Some local organizations and elected officials have criticized HB 2127, saying it strips away existing worker protections.

AUSTIN, Texas — The Texas Senate on Monday passed a bill to prevent cities and counties from passing or enforcing any local policy that exceeds minimum requirements set by state laws.

If House Bill 2127 is signed into law, it would nullify some rules made to protect workers.

According to The Texas Tribune, the legislation would overturn any existing regulation that conflicts with it. Opponents say the bill would wipe out mandated water breaks for construction workers in some cities and water-use restrictions during droughts. They warn that local governments would no longer be able to combat predatory lending or invasive species, regulate excessive noise or enforce nondiscrimination ordinances. 

The bill's language states that its intention is to "provide statewide consistency" by returning sovereign regulatory powers to the State.

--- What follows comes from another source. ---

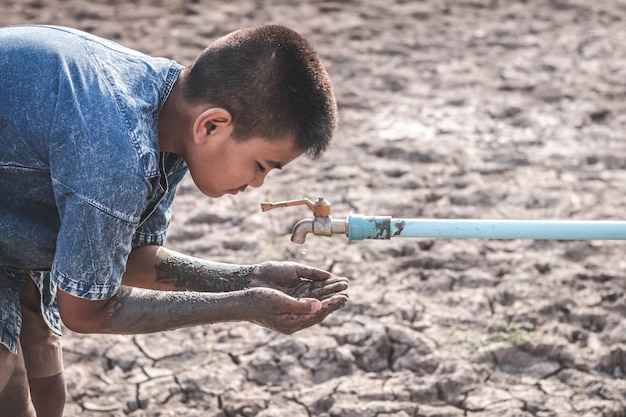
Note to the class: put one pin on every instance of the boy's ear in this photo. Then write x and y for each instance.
(209, 122)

But some local organizations and elected officials have criticized HB 2127. 

"The Texas Legislature is once again proving that the Republican Party is not the party of local control," Austin City Councilmember Jose “Chito” Vela (District 4) told KVUE. "This bill threatens local citizens’ way of life in so many ways – it threatens our sick leave mandate, our no-kill animal shelter practices, our tenant protections, our worker protections and our LGBT anti-discrimination ordinance. It is contrary to the rights of home rule cities and the will of the democratically elected people of those cities."

On Twitter, Councilmember Vanessa Fuentes (District 2) called HB 2127 a "wolf in sheep's clothing."

"It’s disguised as a measure for consistency when, in reality, it seeks to undermine local governance. The state has FAILED to fulfill its responsibility to govern, leaving municipalities to address crucial public policies," Fuentes posted. "It is our responsibility as local policymakers to protect our constituents' rights & safety. This super preemption bill undermines and chips away at our hard-fought progress, leaving our working families exposed and vulnerable."

She went on to say that the Legislature seems "more interested in stripping away local authority rather than focusing on issues that truly matter, such as ensuring the safety of our kids, expanding access to health care, and adequately funding our public education system."

The Texas AFL-CIO, a state labor federation, slammed the Senate's move in a press release on Monday. The group said in part  the bill would "destroy ordinances and rules and prevent future ones on worker rights, workplace safety, consumer protection, and much more."

Rick Levy, president of AFL-CIO, added that he believes eliminating local ordinances like safety training and rest breaks for construction workers is "not only cruel but dangerous."

"There are so few protections for workers in this state," Levy said. “We are the deadliest state to work in. The Legislature has no business actively stripping away what protections we have and further threatening our health and safety.”

But supporters of the bill have said local regulations create a patchwork of different rules across the state that can weigh heavy on business owners and ultimately harm the state's economy.

State Sen. Brandon Creighton, who is carrying the bill in the upper chamber, said on Monday that HB 2127 is about reining in city leaders that exceed their authority.

"Our businesses are panicking, coming in to our hearings and calling in to our offices saying we have to lay people off," Creighton said. "We cannot keep up with the compliance differences up and down [Interstate Highway] 35 alone in the different municipalities that have set these different ordinances."

HB 2127 did not receive a complete party line vote. Republican State Sen. Robert Nichols told KVUE he voted against the bill simply because he spent nine years as a councilmember and the mayor of Jacksonville, Texas, respectively.

Former Travis County judge and now sate senator, Sarah Eckhardt, spoke ahead of Tuesday's final vote. She said local leaders need the ability to pass regulations to keep their communities safe.

"When we are silent and the locals step in – because we've failed to act – this bill will tie their hands and even punish them for attempting to pick up our slack," Eckhardt said.

If Gov. Greg Abbott signs HB 2127, it will take effect on Sept. 1.